本発明は、酸化亜鉛を含む抗菌材料に関し、より詳しくは、明所のみならず暗所でも高い抗菌性を発揮し得る抗菌材料に関する。
酸化チタン(TiO2)は、結晶構造に基づいて、アナターゼ型(正方晶)、ルチル型(正方晶)およびブルッカイト型(斜方晶)に大別される。中でも、アナターゼ型酸化チタンおよびルチル型酸化チタンは、光触媒として使用されている。
これらの酸化チタンに紫外線を照射すると、酸化チタンの価電子帯の電子が伝導帯に励起されて、電子が放出され、プラスの電荷を帯びた正孔(ホール)が生成する。生成した正孔は、非常に強い酸化力を有するために、水中にあるOH-(水酸化物イオン)などから電子を奪い、強力な酸化力を有するOHラジカルを生成させる。このOHラジカルは、細菌やウイルスを攻撃する特性を発揮する。
このような酸化チタンの特性を利用して、酸化チタンを含む抗菌材料が開発されている。例えば、特許文献1には、「ポリテトラフルオロエチレン粒子および可視光応答型窒素ドープ酸化チタン光触媒性粒子およびパーフルオロエチレンをフッ素樹脂、エポキシ樹脂、アクリル樹脂またはシリコン樹脂の中に分散させることにより、超はっ水性、防汚・抗菌性ならびに長期耐久性を実現させたことを特徴とする複合材料」が開示されている(特許請求の範囲)。
しかしながら、光触媒として酸化チタンを含む抗菌材料は、酸化チタンの抗菌作用のメカニズムからも明らかなように、暗所下(すなわち、紫外線照射が少ない乃至無い条件下)では、OHラジカルを発生させることができないために、十分な抗菌性を発揮することができない。
特開2007−51263号公報
本発明は、従来の、酸化チタンを含む抗菌材料では解決できなかった課題を解決するものであって、明所下のみならず暗所下でも高い抗菌性を発揮する抗菌材料を提供することを目的とする。
本発明者は、鋭意検討の結果、(1)酸化亜鉛を抗菌物質として用いた吸水性を有する抗菌材料によれば、明所のみならず暗所でも高い抗菌性を発揮でき、(2)特に、抗菌材料中の酸化亜鉛の単結晶における結晶面aの配向度を示すロットゲーリングファクターを特定の値にすることで、明所下のみならず、暗所下でも、極めて高い抗菌性を発揮するという、新規の特性を見出した。本発明は、このような知見に基づいて、完成したものである。
本発明の要旨は、以下のとおりである。
[1] 酸化亜鉛(A)とバインダー(B)とを含み、吸水性を有する、抗菌材料。
[2] 前記バインダー(B)が、耐ラジカル性を有する有機ポリマーである、[1]に記載の抗菌材料。

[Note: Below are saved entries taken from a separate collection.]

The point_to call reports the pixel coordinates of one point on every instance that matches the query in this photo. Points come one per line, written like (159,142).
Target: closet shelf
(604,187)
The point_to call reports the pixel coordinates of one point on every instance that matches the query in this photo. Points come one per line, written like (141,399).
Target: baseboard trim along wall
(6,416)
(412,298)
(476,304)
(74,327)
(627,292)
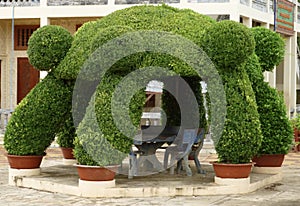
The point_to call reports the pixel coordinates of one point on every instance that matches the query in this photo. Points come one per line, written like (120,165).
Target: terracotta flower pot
(67,153)
(268,160)
(24,162)
(224,170)
(96,173)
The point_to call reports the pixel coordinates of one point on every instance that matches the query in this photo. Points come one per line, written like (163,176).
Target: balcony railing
(208,1)
(4,3)
(245,2)
(146,1)
(260,5)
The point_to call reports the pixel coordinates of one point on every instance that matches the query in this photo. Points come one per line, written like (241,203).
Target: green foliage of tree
(269,47)
(34,122)
(158,18)
(276,129)
(67,132)
(229,44)
(47,46)
(110,146)
(171,108)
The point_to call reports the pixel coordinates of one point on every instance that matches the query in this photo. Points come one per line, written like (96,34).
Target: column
(287,67)
(44,21)
(294,68)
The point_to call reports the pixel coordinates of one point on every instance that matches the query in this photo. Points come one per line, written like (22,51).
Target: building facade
(19,18)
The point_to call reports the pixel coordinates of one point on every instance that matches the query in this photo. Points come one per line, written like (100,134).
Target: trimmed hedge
(241,137)
(47,46)
(269,47)
(171,107)
(276,129)
(33,125)
(158,18)
(67,132)
(228,44)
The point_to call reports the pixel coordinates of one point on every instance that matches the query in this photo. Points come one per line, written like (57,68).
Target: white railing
(208,1)
(4,3)
(245,2)
(146,1)
(75,2)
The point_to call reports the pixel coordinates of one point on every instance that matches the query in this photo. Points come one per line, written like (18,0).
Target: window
(22,35)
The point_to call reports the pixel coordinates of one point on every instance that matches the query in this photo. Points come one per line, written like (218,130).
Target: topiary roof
(184,22)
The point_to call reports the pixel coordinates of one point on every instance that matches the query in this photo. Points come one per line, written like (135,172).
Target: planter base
(13,174)
(239,182)
(94,188)
(268,160)
(69,161)
(266,170)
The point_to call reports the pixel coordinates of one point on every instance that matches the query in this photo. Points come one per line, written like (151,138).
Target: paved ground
(284,193)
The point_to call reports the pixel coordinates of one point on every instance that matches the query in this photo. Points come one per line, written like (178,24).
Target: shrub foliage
(276,129)
(229,44)
(47,46)
(34,123)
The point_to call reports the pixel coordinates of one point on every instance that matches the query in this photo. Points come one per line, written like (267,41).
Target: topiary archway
(186,23)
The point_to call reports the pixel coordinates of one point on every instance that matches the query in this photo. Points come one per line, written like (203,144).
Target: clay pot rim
(6,154)
(92,166)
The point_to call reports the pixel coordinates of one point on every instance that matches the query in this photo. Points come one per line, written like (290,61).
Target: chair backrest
(200,136)
(189,136)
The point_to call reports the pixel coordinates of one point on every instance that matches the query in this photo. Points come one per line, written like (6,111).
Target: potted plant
(100,146)
(33,124)
(229,45)
(66,136)
(295,123)
(276,128)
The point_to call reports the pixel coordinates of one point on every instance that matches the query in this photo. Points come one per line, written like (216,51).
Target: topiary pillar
(34,123)
(276,129)
(229,44)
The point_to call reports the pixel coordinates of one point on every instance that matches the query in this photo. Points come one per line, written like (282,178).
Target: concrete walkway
(285,192)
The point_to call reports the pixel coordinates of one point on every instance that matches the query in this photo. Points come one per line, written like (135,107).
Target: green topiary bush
(229,44)
(269,47)
(184,22)
(67,132)
(47,46)
(34,123)
(110,146)
(171,107)
(276,129)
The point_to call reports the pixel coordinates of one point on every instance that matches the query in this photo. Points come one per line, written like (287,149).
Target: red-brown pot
(224,170)
(268,160)
(67,153)
(24,162)
(96,173)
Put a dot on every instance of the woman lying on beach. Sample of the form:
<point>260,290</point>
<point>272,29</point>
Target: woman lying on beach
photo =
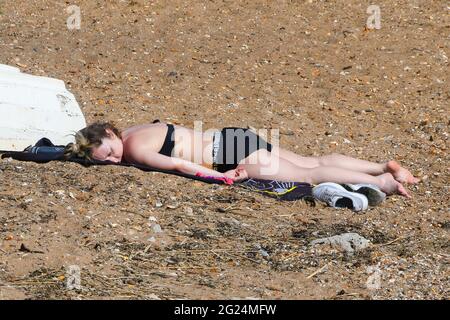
<point>233,153</point>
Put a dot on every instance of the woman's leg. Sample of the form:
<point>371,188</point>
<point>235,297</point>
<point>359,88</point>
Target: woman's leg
<point>338,160</point>
<point>265,165</point>
<point>332,160</point>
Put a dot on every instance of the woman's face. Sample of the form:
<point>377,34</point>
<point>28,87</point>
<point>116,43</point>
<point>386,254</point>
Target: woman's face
<point>111,148</point>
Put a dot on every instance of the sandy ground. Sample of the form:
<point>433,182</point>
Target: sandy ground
<point>308,68</point>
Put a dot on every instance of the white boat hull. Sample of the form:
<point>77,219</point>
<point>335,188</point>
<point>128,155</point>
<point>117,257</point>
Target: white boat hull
<point>33,107</point>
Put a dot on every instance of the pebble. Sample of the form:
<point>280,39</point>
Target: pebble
<point>349,242</point>
<point>156,228</point>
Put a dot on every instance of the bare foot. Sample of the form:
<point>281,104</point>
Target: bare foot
<point>390,185</point>
<point>400,174</point>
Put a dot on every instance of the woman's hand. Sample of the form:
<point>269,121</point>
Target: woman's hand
<point>237,174</point>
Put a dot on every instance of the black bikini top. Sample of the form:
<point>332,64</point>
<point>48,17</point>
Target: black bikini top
<point>169,142</point>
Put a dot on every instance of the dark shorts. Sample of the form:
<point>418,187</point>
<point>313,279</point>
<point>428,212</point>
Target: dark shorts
<point>231,145</point>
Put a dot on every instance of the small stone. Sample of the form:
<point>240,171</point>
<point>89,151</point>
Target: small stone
<point>156,228</point>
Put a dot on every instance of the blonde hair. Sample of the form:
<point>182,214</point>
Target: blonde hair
<point>89,138</point>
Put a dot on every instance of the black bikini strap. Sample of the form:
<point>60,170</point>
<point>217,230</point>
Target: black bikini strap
<point>169,142</point>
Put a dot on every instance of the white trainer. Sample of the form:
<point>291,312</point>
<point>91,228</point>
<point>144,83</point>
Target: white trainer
<point>337,196</point>
<point>371,191</point>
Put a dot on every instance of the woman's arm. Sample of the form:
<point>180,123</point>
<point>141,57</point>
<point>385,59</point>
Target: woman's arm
<point>163,162</point>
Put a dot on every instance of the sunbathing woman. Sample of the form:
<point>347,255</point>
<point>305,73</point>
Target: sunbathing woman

[3] 前記耐ラジカル性を有する有機ポリマーが、含フッ素ポリマーである、[2]に記載の抗菌材料。
[4] 抗菌材料の表面のX線回折パターンが、酸化亜鉛(A)の回折ピークとして、(100)面の回折ピーク(100)と、(200)面の回折ピーク(200)とを有し、
前記回折ピーク(100)の回折強度I(100)と前記回折ピーク(200)の回折強度I(200)とを用いて算出されるロットゲーリングファクターが0.1以下である、[1]〜[3]の何れかに記載の抗菌材料。
本発明の抗菌材料によれば、明所下(光照射条件下)のみならず、暗所下(すなわち、紫外線照射が少ない乃至無い条件下)でも、高い抗菌性を発揮できる。
図1(A)は、実施例1および比較例1で得られた試験片の表面のX線回折パターンを示す。図1(B)は、実施例1および比較例1で得られた試験片の表面の電子顕微鏡写真を示す。 図2は、実施例1〜2および比較例1〜3で得られた試験片における化学発光量(CL、縦軸)と時間(Time、横軸)との関係を示すTime−CL曲線である。
以下、本発明の抗菌材料について詳細に説明する。
本発明の抗菌材料は、酸化亜鉛(A)とバインダー(B)とを必須成分として含み、必要に応じて吸水材、架橋剤、可塑剤、各種機能性フィラーなどの任意成分を含んでいてもよい。
また、本発明の抗菌材料は、吸水性を有する。
本発明の抗菌材料が酸化亜鉛(A)およびバインダー(B)を含み、かつ、吸水性を有することで、抗菌活性の高い抗菌材料を得ることができる。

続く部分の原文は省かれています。